God is the One Who can answer; He is the One Who can find.   God is the One Who opens and no man can shut.    Revelation 3:8 (KJV) [ concerning the church in Philadelphia]

8 I know thy works: behold, I have set before thee an open door, and no man can shut it: for thou hast a little strength, and hast kept my word, and hast not denied my name.

“This gives the idea that Christ says, He sets before Philadelphia an open door because she has some little strength; whereas the sense rather is, He does so because she has "but little strength": being consciously weak herself, she is the fitter object for God's power to rest on [so AQUINAS], that so the Lord Christ may have all the glory.” —Jamieson-Fausset-Brown Bible Commentary

It seems that we should maintain an attitude of acute and humble need as we come to our Father.   Individual independent strength is not a benefit to a Christ follower.   We in our strength invariably compete for glory with the God of all glory.    We should not seek to be powerful in prayer, but rather we should seek to be powerfully used in prayer for the glory of our God.    God should be greatly glorified by the fruit of our praying.

2 Corinthians 12:10 (NASB95)
10 Therefore I am well content with weaknesses, with insults, with distresses, with persecutions, with difficulties, for Christ's sake; for when I am weak, then I am strong.
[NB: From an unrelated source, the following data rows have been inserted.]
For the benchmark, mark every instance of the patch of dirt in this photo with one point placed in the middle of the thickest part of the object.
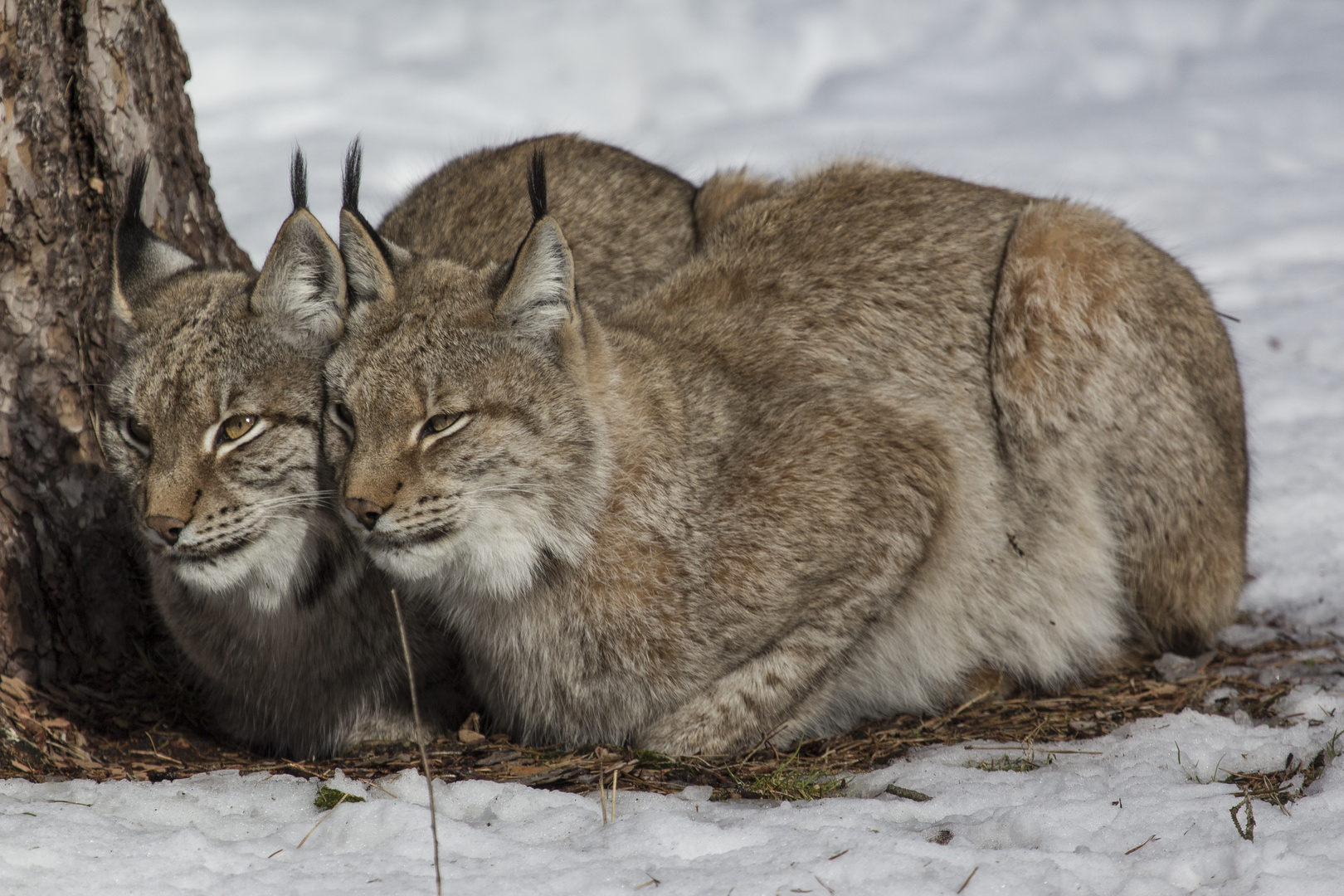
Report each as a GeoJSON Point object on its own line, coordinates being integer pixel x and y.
{"type": "Point", "coordinates": [143, 724]}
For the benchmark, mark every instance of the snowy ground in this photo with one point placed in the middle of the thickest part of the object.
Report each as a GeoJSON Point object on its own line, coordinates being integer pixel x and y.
{"type": "Point", "coordinates": [1215, 128]}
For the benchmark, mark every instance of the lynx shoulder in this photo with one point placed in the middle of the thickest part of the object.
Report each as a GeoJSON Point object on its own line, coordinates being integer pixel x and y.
{"type": "Point", "coordinates": [214, 426]}
{"type": "Point", "coordinates": [632, 222]}
{"type": "Point", "coordinates": [886, 431]}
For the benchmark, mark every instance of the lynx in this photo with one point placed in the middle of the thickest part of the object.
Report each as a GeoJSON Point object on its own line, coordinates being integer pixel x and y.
{"type": "Point", "coordinates": [884, 433]}
{"type": "Point", "coordinates": [216, 427]}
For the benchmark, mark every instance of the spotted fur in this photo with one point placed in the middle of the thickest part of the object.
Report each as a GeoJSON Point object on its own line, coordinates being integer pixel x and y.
{"type": "Point", "coordinates": [888, 430]}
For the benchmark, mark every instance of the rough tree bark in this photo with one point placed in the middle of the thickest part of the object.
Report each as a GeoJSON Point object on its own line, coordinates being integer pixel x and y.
{"type": "Point", "coordinates": [84, 88]}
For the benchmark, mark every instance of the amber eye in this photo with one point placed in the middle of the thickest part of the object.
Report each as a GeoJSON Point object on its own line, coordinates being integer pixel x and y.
{"type": "Point", "coordinates": [441, 422]}
{"type": "Point", "coordinates": [236, 426]}
{"type": "Point", "coordinates": [138, 430]}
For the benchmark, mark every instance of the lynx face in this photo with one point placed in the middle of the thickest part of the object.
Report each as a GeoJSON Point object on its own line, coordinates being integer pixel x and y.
{"type": "Point", "coordinates": [218, 433]}
{"type": "Point", "coordinates": [470, 466]}
{"type": "Point", "coordinates": [217, 414]}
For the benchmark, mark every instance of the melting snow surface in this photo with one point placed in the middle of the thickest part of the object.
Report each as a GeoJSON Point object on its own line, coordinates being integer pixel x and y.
{"type": "Point", "coordinates": [1216, 128]}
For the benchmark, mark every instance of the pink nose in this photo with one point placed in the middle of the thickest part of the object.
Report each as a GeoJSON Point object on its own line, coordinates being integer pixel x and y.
{"type": "Point", "coordinates": [167, 527]}
{"type": "Point", "coordinates": [366, 512]}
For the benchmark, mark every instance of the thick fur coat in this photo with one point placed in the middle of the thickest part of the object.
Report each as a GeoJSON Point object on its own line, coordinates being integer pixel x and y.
{"type": "Point", "coordinates": [884, 433]}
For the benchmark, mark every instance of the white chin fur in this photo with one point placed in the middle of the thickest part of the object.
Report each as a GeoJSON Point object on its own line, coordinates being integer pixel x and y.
{"type": "Point", "coordinates": [265, 570]}
{"type": "Point", "coordinates": [492, 558]}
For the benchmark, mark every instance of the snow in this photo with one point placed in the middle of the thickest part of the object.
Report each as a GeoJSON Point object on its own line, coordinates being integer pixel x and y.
{"type": "Point", "coordinates": [1216, 128]}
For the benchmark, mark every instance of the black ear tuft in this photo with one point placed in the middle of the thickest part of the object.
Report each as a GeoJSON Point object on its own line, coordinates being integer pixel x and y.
{"type": "Point", "coordinates": [134, 192]}
{"type": "Point", "coordinates": [350, 182]}
{"type": "Point", "coordinates": [299, 180]}
{"type": "Point", "coordinates": [132, 234]}
{"type": "Point", "coordinates": [537, 184]}
{"type": "Point", "coordinates": [141, 260]}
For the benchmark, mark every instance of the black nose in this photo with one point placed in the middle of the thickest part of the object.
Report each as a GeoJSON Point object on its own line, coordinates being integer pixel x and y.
{"type": "Point", "coordinates": [167, 527]}
{"type": "Point", "coordinates": [366, 512]}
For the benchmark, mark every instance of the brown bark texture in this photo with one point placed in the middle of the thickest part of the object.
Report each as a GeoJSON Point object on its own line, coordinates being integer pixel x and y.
{"type": "Point", "coordinates": [85, 86]}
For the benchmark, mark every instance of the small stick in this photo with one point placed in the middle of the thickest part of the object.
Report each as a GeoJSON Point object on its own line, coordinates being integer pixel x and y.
{"type": "Point", "coordinates": [1142, 844]}
{"type": "Point", "coordinates": [601, 790]}
{"type": "Point", "coordinates": [420, 739]}
{"type": "Point", "coordinates": [318, 825]}
{"type": "Point", "coordinates": [1081, 752]}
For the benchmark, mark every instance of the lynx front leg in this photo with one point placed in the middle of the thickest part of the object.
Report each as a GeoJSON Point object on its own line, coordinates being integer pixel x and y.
{"type": "Point", "coordinates": [753, 702]}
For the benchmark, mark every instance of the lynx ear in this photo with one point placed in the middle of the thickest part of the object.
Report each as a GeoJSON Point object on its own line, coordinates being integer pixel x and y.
{"type": "Point", "coordinates": [368, 257]}
{"type": "Point", "coordinates": [539, 296]}
{"type": "Point", "coordinates": [303, 281]}
{"type": "Point", "coordinates": [140, 260]}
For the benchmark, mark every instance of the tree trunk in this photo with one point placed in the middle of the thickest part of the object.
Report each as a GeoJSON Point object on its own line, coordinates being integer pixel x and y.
{"type": "Point", "coordinates": [85, 88]}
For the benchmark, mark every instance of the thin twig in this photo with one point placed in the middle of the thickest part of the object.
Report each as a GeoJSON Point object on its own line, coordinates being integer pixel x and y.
{"type": "Point", "coordinates": [1142, 845]}
{"type": "Point", "coordinates": [601, 790]}
{"type": "Point", "coordinates": [1081, 752]}
{"type": "Point", "coordinates": [420, 739]}
{"type": "Point", "coordinates": [319, 824]}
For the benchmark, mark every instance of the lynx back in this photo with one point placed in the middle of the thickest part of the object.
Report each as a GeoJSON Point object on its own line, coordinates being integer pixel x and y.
{"type": "Point", "coordinates": [884, 433]}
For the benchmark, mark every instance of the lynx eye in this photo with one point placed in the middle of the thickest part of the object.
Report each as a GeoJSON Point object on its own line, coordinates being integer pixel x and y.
{"type": "Point", "coordinates": [236, 426]}
{"type": "Point", "coordinates": [444, 425]}
{"type": "Point", "coordinates": [138, 431]}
Paul spoke about weakness as a thing in which to be content since the weakness of which he speaks is the key to the door of the strength of God.   We too often despise weakness whenever and wherever we should find it.    Upon finding it we immediately set about to extricate it from our presence.

2 Corinthians 13:4 (AMP)
4 For though He was crucified in weakness, yet He goes on living by the power of God. And though we too are weak in Him [as He was humanly weak], yet in dealing with you [we shall show ourselves] alive and strong in [fellowship with] Him by the power of God.
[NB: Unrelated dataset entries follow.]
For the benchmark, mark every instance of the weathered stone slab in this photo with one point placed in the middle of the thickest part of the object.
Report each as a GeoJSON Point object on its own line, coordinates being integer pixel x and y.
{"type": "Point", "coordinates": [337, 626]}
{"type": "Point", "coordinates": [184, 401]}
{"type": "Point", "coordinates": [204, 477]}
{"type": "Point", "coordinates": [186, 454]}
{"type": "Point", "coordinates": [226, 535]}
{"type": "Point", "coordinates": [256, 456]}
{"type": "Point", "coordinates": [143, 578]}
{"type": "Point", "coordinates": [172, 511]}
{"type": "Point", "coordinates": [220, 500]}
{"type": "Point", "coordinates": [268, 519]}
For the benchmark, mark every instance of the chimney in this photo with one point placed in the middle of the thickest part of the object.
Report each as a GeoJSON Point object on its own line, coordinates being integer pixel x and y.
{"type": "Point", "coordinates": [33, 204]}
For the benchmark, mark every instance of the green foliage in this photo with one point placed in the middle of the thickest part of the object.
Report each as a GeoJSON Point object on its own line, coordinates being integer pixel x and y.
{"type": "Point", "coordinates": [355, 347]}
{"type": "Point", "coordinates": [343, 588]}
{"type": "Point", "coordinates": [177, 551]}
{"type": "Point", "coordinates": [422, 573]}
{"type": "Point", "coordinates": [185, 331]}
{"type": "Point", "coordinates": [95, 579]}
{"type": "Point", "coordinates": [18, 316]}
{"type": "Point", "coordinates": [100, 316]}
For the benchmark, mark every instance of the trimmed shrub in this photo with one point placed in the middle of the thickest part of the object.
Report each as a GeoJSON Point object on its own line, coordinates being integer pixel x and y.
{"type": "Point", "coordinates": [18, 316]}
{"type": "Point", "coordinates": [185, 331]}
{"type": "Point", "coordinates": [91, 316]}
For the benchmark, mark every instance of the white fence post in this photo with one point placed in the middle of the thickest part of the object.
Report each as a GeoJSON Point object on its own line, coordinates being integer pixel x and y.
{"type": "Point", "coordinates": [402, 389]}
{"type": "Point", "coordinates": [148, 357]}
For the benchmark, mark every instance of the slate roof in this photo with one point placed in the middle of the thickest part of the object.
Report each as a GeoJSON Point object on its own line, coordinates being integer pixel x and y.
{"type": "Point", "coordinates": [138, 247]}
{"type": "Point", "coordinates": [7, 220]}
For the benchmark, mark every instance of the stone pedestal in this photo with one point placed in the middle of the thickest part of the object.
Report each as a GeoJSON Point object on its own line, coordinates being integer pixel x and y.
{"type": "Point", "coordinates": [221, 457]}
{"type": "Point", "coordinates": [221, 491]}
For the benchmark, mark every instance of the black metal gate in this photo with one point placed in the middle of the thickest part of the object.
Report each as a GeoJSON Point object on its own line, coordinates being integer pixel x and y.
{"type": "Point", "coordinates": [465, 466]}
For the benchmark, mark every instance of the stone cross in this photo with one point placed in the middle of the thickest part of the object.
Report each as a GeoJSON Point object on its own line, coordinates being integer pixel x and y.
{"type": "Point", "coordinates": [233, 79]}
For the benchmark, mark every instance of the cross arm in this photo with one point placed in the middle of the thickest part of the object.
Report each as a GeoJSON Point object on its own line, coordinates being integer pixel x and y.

Jesus when assigned by the Father to die in our place in the fullness of time persisted toward His shameful humiliating torture and death that the fullness of God might be the possession of us who believe.   The most powerful eternal being, the One upon Whom all authority has been bequeathed became weak for our benefit.

In order to be strong in Christ, we must maintain our perspective of personal weakness.   When we perceive ourselves to be strong we are weak.    Our weakness comes in part from our corrupted perception that we are strong and thus have little need to pray.     Our strength comes when we are fully aware of our weaknesses and cry out to God for His strength.   
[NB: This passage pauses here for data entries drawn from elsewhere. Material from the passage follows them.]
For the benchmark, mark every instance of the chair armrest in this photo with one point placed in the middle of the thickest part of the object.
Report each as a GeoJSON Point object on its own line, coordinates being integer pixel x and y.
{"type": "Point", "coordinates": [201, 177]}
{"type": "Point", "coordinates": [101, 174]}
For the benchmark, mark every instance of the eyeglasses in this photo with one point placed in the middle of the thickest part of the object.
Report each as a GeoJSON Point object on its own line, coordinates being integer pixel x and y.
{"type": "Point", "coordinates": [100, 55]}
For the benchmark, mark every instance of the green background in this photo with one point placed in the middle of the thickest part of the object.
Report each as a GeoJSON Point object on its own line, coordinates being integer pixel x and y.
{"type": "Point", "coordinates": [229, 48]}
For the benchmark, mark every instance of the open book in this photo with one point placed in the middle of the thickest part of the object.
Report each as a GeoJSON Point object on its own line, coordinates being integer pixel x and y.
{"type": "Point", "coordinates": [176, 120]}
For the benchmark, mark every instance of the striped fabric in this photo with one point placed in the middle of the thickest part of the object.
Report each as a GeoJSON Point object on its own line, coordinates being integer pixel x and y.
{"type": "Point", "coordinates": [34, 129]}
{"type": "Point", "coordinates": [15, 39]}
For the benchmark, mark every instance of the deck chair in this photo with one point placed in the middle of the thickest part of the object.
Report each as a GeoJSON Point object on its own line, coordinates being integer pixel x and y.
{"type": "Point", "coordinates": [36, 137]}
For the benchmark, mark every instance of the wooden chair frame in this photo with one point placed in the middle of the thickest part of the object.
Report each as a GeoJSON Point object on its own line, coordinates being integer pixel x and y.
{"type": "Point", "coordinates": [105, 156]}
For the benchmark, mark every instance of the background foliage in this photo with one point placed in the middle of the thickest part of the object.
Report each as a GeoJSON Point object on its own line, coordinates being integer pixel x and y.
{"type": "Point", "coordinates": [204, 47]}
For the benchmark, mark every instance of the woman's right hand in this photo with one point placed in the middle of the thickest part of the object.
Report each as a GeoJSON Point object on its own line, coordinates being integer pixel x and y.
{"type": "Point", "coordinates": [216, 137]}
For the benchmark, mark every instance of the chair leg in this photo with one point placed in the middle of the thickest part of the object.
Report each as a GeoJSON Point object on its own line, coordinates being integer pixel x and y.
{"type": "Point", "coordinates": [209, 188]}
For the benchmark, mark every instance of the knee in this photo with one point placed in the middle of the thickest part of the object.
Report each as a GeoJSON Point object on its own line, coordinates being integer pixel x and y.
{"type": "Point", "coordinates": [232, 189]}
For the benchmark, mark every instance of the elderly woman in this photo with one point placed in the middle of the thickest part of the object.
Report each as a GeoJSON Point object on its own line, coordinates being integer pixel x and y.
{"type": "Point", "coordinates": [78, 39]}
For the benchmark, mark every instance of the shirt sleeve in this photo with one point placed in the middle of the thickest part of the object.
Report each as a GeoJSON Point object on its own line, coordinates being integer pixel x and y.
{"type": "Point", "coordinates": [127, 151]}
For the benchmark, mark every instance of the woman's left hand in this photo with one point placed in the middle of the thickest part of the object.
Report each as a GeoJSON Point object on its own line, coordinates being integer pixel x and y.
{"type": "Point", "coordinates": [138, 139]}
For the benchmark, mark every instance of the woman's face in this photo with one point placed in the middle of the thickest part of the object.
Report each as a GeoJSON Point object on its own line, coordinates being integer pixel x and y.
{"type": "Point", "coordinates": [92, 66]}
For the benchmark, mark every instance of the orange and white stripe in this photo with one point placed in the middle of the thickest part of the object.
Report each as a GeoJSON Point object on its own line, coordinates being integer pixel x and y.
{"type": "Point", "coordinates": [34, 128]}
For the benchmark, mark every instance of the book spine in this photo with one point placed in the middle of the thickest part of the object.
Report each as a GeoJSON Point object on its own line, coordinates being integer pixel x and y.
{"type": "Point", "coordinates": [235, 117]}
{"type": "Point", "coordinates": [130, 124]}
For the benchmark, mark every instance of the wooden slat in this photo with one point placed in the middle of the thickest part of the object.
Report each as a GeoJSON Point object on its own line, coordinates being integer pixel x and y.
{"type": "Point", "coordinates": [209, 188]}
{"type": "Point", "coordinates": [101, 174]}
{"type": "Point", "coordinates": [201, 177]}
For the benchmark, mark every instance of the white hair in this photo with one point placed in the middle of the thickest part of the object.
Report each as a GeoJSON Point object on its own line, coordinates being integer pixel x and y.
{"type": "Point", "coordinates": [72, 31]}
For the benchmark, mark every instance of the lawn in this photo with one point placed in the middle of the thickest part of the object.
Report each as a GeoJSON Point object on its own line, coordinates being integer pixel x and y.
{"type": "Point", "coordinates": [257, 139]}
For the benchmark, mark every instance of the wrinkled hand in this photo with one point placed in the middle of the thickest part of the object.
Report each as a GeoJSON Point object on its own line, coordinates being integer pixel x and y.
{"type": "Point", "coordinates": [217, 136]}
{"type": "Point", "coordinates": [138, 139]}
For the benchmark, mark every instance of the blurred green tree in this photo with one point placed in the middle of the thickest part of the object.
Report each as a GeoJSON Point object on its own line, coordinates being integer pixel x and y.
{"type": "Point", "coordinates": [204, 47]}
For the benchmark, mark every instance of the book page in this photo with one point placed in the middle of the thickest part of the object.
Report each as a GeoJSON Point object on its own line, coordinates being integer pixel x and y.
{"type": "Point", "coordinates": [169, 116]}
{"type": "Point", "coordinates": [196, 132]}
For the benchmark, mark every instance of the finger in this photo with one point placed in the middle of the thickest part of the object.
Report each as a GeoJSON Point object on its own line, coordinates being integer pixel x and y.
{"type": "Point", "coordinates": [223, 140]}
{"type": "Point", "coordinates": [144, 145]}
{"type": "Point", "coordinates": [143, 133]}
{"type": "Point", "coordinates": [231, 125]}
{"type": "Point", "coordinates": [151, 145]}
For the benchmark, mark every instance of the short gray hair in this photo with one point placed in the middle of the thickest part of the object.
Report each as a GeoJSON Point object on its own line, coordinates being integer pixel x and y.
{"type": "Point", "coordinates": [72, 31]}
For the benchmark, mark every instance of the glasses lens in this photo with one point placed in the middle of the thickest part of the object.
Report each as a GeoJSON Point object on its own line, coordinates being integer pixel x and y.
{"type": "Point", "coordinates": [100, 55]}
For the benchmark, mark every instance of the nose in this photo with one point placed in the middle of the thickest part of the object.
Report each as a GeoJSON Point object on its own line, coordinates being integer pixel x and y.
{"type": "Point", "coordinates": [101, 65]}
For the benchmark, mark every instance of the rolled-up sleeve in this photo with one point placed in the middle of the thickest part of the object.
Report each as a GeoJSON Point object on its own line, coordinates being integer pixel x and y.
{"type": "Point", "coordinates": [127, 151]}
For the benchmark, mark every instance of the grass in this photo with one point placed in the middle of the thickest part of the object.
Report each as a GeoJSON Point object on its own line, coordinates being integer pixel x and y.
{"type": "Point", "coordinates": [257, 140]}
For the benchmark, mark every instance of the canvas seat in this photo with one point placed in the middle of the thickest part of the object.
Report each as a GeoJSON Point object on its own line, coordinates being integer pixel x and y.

In this light as we pray for revival we must not pray that the church will become strong, but that the church will become more dependent on the grace and mercy and power of God.   That she might become the sweet submissive seeking bride, soft clay in the hands of the potter. We should pray for an accurate view of our God that will bring into proper perspective our weaknesses and our desperate need for His strength.